Looks nice but ONLY 7 ABTs?


----------



## bassman (Feb 22, 2010)

My thought exactly!  Mine holds 21 and when I make ABTs I make 21!  Won't be any skimping around here.


----------



## fourthwind (Feb 23, 2010)

I can't eat that many!  Fat boy on a diet...  Just did a few miles on the treadmill to help with these! 
	

	
	
		
		



		
		
	


	





  My biggest challenge in losing weight is learning how to cook in smaller amounts.

Now if my wife were going to be home to enjoy them, then I would have to fill the tray without a doubt!


----------



## rbranstner (Feb 23, 2010)

Looks great but as others said. ONLY 7???????? Next time I bet you do more? hahaha I got a ABT holder for Xmas and have not used it yet. I like to cut mine in half the long way so I get twice as many but I think I better try out my holder or my brother wl_kb3 will be pissed. haha


----------



## fourthwind (Feb 23, 2010)

Well they were fantastic!  Yes there were only 7 bla bla bla.  LOL  Next time when the family is here for a Q I will be filling it to 36..
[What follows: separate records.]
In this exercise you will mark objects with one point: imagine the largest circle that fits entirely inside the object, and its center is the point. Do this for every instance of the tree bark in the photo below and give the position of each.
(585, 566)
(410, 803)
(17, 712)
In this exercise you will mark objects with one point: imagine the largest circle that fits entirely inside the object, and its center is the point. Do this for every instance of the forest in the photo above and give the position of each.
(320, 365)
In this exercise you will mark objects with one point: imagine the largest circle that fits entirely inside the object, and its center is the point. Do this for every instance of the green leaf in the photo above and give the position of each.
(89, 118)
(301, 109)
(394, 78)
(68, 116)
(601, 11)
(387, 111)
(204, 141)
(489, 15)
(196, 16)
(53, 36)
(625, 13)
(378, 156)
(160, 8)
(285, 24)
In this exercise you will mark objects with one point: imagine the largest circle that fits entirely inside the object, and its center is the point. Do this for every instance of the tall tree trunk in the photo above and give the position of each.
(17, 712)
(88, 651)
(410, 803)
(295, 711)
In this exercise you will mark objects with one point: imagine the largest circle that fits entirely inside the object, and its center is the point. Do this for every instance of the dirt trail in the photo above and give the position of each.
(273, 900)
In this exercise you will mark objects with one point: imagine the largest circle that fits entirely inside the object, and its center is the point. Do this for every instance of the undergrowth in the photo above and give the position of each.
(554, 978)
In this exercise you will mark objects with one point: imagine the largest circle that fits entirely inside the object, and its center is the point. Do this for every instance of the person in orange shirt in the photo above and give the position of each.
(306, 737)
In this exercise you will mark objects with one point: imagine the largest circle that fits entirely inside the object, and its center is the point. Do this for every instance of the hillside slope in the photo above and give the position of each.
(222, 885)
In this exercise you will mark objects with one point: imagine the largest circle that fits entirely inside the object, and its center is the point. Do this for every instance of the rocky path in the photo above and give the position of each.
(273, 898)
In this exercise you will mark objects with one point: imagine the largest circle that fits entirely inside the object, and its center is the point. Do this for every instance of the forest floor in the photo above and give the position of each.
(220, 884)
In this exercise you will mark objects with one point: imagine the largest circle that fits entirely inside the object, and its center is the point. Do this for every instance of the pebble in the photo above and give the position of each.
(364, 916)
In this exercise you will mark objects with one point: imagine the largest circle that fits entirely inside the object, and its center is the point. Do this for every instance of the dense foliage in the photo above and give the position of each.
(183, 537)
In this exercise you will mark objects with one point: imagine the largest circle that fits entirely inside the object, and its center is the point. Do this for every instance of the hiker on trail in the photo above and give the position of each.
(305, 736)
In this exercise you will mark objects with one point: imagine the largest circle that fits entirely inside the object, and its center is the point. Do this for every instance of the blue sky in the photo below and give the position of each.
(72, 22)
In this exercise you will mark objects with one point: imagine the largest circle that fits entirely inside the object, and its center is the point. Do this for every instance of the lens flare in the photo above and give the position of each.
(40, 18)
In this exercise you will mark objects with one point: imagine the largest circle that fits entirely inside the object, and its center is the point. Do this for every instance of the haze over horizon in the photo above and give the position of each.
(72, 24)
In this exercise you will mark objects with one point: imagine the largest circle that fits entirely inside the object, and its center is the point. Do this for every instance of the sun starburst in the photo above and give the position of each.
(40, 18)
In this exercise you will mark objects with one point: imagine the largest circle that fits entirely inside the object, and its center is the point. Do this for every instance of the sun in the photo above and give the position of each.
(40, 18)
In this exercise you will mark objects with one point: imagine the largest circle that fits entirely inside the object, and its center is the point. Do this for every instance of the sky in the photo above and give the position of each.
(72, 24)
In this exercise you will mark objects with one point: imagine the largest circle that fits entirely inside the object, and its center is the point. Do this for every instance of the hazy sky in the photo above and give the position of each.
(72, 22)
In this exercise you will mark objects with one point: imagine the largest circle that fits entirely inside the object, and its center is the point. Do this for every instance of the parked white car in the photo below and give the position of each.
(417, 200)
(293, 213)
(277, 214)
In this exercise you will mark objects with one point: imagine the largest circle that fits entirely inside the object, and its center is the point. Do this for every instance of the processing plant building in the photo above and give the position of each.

*One thing to note, is this Kingcooker brand does a very poor job of breaking edges.  I cut my hand twice while drying the holder off.  The edges are sharp as razor blades!  Fortunately I have the right tool to fix that.*


----------



## rdknb (Feb 23, 2010)

Those look great, I too am looking to cut back and/or find healthier smokes, chicken fish turkey etc


----------



## fourthwind (Feb 27, 2010)

The way I look at it, there is no such thing as great flavor without the calories and fat.  So I just eat less of it.  That and the treadmill.  Lost 25 Pounds so far.    I ate three of these peppers and left the other 4 as a snack for when my wife got home that night.   I could have easily chowed a dozen of those things.  they were dang good, but I have been teaching myself not to.


----------



## wingman (Mar 2, 2010)

The ABT's look awesome! I ate lunch an hour ago, logged in and looked at your qview only to get hungry again... Point for you!


----------